Making reproducible projects

An introduction to version control with R Studio and GitHub

Stephen Lang, Dan Padfield
& Matt Jones

20th June 2023

Workshop outline

Workshop aims (reproducibility tools)
Introduction to version control
Overview of git and GitHub
Using GitHub with R Studio
Integrating with R Studio Projects and here
Some use-cases from us
Bonus session on data sharing! (w/ Matt Jones)
Practical (bring your problem code!)

Three aims:

{here}

Know basics of using git/GitHub for version control

Learn how to create R Studio Projects

Understand how the here package works

Preparation

Checked git is installed

Signed up for a GitHub account

Authenticated GitHub on your machine

Let us know if you are stuck on any of these

(Extra guidance is on the Exeter data Analytics Hub)

Why use version control?

Version control allows us to:

Avoid confusing file names
Keep track of changes made over time
Tinker with code without worrying about breaking it
Easily revert when code does break
Integrate with other software for online back-ups

Installed locally
Free version control system (often pre-installed)
Manages the evolution of files in a sensible, highly structured way
Structured around repositories (aka a ‘repo’) as units of organisation

Cloud-based
Hosting service for git-based projects (others: BitBucket, GitLab)
Similar to DropBox/Google Docs but better
Allows others to see, synchronise with and contribute to your work

The git/GitHub workflow

Specific flow of actions that are usually followed:

Pull

Download everything from GitHub for the repo*

Stage

Add modified files to the commit queue

Commit

Confirm your changes locally (with message)

Push

Upload committed changes to GitHub

Interacting with git/GitHub

The git/GitHub workflow (RStudio)

Same flow:

Pull

Stage

Commit

Push

.gitignore

Text file that lists large/specific files you don’t want to sync
Exclude all files of one type with * wildcard (e.g., *.png)

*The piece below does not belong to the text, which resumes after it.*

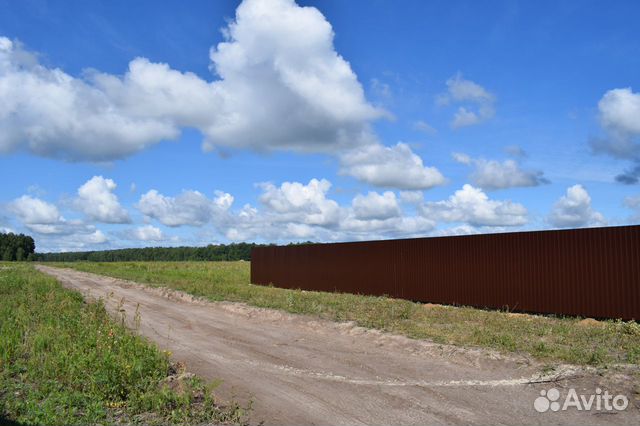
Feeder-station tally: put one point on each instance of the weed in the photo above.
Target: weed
(66, 362)
(547, 338)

Edit the .gitignore file (left) or select files to exclude (right)

R Studio Projects

Why R Studio Projects are great:

Each Project file opens a new session and environment
File paths start relative to the .Rproj file (much shorter)
Improves code reproducibility — even better if you use here

Self-contained project folder makes a perfect GitHub repo:

How to create an R Studio project

Create project by cloning a GitHub repo

{here}

`{here}` makes filepaths that:

Work magically on both macOS & Windows (/ or \)
Start at the root of the repository (using .Rproj file)

here::here() will show the root of your project directory:

#install.packages("here")
library(here)
here()

[1] "/Users/dp415/Desktop/exeter_open_reproducibility_website"

This path is included at the start of every filepath here creates

Using `here`:

Filepaths are created in a similar way to paste():
We list quoted names of folders, comma separated

We can create a test filepath to a folder within the repository:

here("data","raw_data") #creating a filepath to a folder within the repository

[1] "/Users/dp415/Desktop/exeter_open_reproducibility_website/data/raw_data"

Create paths directly within a file/filename argument:

read_csv(file = here("data","raw_data","data.csv"))
ggsave(plot, filename = here("output","figures"))

Or turn long paths into an object for regular use:

output_path <- here("output","movement","figures") ; output_path

[1] "/Users/dp415/Desktop/exeter_open_reproducibility_website/output/movement/figures"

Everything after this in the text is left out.